Passive und aktive Stabilisatoren

Die passive Stabilität des Gelenkes wird durch die Gelenklippe (Labrum glenoidalis) sowie die glenohumeralen Bänder erzeugt. Die Gelenklippe umgibt zirkulär die knöcherne Pfanne und vergrößert die Gelenkfläche; zusätzlich erzeugt sie durch Unterdruck einen stabilisierenden Adhäsionseffekt ("Suction-cup-Effekt"). Die glenohumeralen Ligamente sind Verstärkungszügel der Gelenkkapsel und umspannen hängemattenartig den Humeruskopf.

Die Rotatorenmanschette besteht aus vier Muskeln, die mit ihren Sehnen am Humeruskopf ansetzen und ihn zentrieren: die Subscapularissehne, die Supraspinatussehne sowie die Infraspinatus- und Teres-minor-Sehne. Durch dieses Zusammenspiel wird eine gleichmäßige Belastung des Gelenkes gesichert, wobei sich die Arbeitsrichtung der Muskeln aus ihrem anatomischen Verlauf ableiten lässt (Tabelle 1).

Eine Übersicht über häufige Differenzialdiagnosen des schmerzenden Schultergelenkes stellt Tabelle 2 dar. Eine genaue Zuordnung der Beschwerden zur Ursache ergibt sich mitunter erst aus dem klinischen Verlauf. Die Unterscheidung zwischen struktureller und funktioneller sowie degenerativer und traumatischer Ätiologie ist wichtig, um möglichst zielgerichtet erste diagnostische und therapeutische Behandlungsschritte abzuleiten. Gleichzeitig wird der Zeitrahmen der Dringlichkeit für weitere Maßnahmen determiniert, um ein optimales Versorgungsergebnis zu erzielen.

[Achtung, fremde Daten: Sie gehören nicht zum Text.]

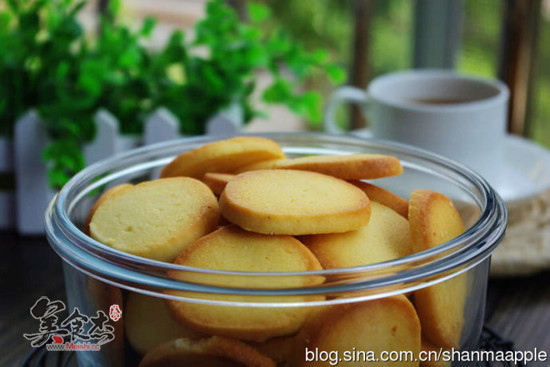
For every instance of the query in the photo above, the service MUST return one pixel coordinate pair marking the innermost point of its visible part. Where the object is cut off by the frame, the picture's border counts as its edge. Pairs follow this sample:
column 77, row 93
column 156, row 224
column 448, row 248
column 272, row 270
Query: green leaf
column 280, row 91
column 258, row 12
column 336, row 74
column 148, row 26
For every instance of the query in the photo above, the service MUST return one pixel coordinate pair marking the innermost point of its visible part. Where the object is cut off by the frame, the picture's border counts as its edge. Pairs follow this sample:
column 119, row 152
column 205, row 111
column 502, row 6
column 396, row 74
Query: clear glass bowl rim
column 460, row 254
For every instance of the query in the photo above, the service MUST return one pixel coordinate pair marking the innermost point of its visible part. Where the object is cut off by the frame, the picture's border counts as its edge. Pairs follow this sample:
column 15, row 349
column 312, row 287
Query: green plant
column 47, row 63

Fehlhaltungen registrieren

Das detailgetreue Anamnesegespräch zum erstmaligen Auftreten, Charakter und Verlauf der geklagten Symptome steht am Anfang der Diagnostik. Bei der Inspektion sollte auf Fehlhaltungen des Schultergürtels und der Wirbelsäule geachtet werden. Insbesondere der sterno-symphyseale Haltungstypus ("Schultern-nach-vorne-Zieher") ist für ein funktionelles Impingementsyndrom prädisponiert, da der subacromiale Gleitraum dauerhaft eingeengt wird. Aber auch Hyperkyphosen der Brustwirbelsäule sowie Hyperlordosen der Halswirbelsäule wirken durch dauerhafte Fehlbelastung negativ auf den gesamten Schultergürtel.

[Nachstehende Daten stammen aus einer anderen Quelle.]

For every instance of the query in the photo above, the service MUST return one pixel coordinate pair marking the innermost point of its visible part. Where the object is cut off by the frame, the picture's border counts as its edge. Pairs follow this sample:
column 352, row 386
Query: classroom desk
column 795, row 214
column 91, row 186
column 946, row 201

Eine orientierende Untersuchung des aktiven Bewegungsumfanges kann durch den Nacken- und Schürzengriff erfolgen, wobei zur Verlaufsbeobachtung die Angabe des Endpunktes hilfreich ist (z. B. Schürzengriff bis L5). Das genaue Erfassen des Bewegungsausmaßes des Schultergelenkes erfolgt nach der Neutral-Null-Methode unter Angabe der Bewegungsrichtung (z. B. Abduktion/Adduktion 100-0-45°).

Zeigetest zur groben Zuordnung

Bei Aufforderung des Patienten, den Schmerz anzuzeigen, finden sich häufig zwei Angaben: Ein schmerzendes, symptomatisches Schultereckgelenk (AC-Gelenk) wird punktuell mit dem Zeigefinger angezeigt; eine Entzündung des subacromialen Gleitraumes oder der Sehnen wird flächig mit der gesamten Hand angedeutet (Abb. 2).

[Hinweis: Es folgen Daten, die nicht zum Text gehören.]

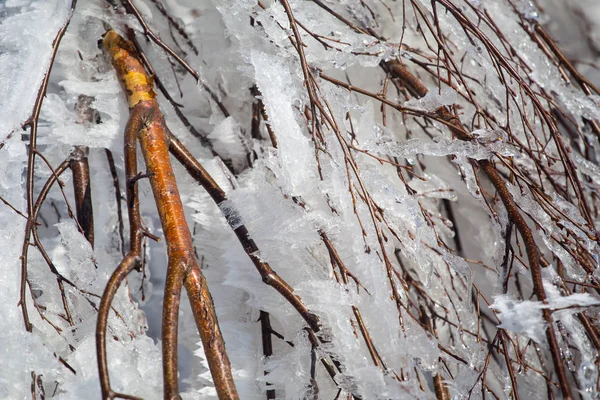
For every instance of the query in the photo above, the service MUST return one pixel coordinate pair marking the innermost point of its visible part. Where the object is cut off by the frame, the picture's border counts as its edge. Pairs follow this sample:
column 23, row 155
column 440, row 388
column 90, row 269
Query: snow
column 405, row 205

Frozen shoulder stets ausschließen

Die retraktile Kapsulitis (Frozen shoulder) beginnt in der Regel plötzlich ohne erkennbare Ursache und ist durch eine sehr schmerzhafte Entzündung und Verdickung der Gelenkkapsel gekennzeichnet. Häufig sind Frauen mittleren Alters betroffen. Hierbei findet sich als typisches klinisches Zeichen eine Einschränkung der passiven Außenrotation bis hin zu einer deutlichen Innenrotationskontraktur. Strukturelle Ursachen sollten jedoch durch bildgebende Diagnostik ausgeschlossen werden.

Wichtige Funktionstests

Ein standardisierter Untersuchungsablauf der Schulter hilft, keine wesentliche Pathologie zu übersehen. Das Provozieren eines Entzündungsschmerzes im subacromialen Gleitraum erfolgt durch Tests, die auf einer durch den Untersucher bedingten Einengung des Gleitraumes durch den Humeruskopf beruhen (Neertest, Abb. 3a). Das Testen der Rotatorenmanschette ergibt sich aus der entsprechenden Funktionsrichtung des Muskels, die gegen den Widerstand der Hand des Untersuchers getestet wird: der M. subscapularis gegen Innenrotation, der M. supraspinatus gegen Abduktion, der M. infraspinatus und teres minor gegen Außenrotation (Abb. 3b). Das Vollbild einer Insuffizienz der Außenrotatoren äußert sich in dem sogenannten "Hornblower-Zeichen" (Abb. 4).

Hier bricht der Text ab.